6. Remove the rubber band of your mason jar and close the lid. The gases formed throughout the fermentation process will now be able to escape the jar. Let the kimchi ferment for a minimum of 2-3 days at room temperature, then place in the fridge. If you’re in for a funkier, tangier and more intense flavour profile, let it ferment for longer! I let mine bubble for a week and loved the result. Once in the fridge, your kimchi will be good for a few months. 

For the peanut butter & miso spread: 

3 tbsp peanut butter (I use unsweetened, slightly chunky peanut butter) 

1 tbsp miso of choice (you can use red or white miso) 

1 dash of toasted sesame oil, if you have it 

1 tsp maple syrup, date syrup or honey 

A few tbsp of water 

Instructions: 

1. Combine all ingredients in a bowl and add one tablespoon of water at a time. Stir until you get a smooth, creamy, spreadable consistency. 

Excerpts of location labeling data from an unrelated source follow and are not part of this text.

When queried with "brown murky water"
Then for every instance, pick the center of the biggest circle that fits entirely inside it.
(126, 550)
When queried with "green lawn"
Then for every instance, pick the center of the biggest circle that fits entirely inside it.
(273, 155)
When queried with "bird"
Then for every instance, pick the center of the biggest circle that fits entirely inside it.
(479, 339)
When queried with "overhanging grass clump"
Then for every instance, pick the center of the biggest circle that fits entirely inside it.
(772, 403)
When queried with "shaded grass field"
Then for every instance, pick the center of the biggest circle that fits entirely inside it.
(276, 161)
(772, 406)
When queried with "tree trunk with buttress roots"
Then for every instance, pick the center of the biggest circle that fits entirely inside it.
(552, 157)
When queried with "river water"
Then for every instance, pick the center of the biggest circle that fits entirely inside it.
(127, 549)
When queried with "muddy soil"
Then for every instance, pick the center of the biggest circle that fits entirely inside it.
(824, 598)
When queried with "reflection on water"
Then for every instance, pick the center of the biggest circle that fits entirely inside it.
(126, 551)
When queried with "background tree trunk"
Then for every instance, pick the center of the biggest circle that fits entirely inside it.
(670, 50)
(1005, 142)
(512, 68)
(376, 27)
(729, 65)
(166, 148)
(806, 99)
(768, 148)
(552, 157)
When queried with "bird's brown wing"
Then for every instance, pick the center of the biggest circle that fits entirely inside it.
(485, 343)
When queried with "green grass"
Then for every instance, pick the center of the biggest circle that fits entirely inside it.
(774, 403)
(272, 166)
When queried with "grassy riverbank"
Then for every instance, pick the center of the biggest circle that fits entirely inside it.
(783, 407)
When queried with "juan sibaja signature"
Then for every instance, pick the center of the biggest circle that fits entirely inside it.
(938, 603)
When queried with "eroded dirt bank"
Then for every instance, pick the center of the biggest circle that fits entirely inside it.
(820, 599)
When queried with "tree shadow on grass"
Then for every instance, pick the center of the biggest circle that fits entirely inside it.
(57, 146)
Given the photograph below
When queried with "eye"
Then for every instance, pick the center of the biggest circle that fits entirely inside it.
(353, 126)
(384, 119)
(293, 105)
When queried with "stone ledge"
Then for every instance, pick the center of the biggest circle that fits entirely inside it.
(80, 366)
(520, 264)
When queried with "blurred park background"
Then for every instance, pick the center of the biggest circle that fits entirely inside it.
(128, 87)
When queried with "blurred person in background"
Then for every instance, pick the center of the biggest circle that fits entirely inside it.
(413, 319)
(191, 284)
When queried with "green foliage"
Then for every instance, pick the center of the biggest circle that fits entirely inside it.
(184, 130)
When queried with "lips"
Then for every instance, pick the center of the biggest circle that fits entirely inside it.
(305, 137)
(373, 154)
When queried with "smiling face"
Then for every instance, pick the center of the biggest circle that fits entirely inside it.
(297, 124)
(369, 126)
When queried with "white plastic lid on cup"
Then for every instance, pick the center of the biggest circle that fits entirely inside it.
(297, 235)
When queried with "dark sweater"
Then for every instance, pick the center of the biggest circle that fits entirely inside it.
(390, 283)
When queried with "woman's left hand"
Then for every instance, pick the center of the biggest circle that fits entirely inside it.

For the buckwheat pancakes: 

100g buckwheat flour 

100g spelt flour 

2 tsp baking soda

2 tbsp apple cider vinegar 

1 tbsp olive oil 

300 ml water 

salt to taste 

Instructions: 

1. Mix the dry ingredients, then add the wet ones. Stir until the dough comes together. Add a little oil to the pan and then fry the pancakes for 2-3 mins on each side. 

2. Now let’s make this magic happen. Take a buckwheat pancake (or if you skipped that step, you can also use a slice of bread – I highly recommend toasted sourdough), generously spread some of the peanut butter & miso paste onto it and top it up with your fermented homemade kimchi. Bite into it and tell me that this isn’t incredibly delicious – I wouldn’t believe you!

Try combining these pancakes with different fermented products such as coconut yoghurt and sauerkraut, mango chutney or pan-fried crunchy kale served with that same miso & peanut butter goodness. Highly recommended. 

In case you haven’t noticed, I’m really into fermentation now and will keep on experimenting!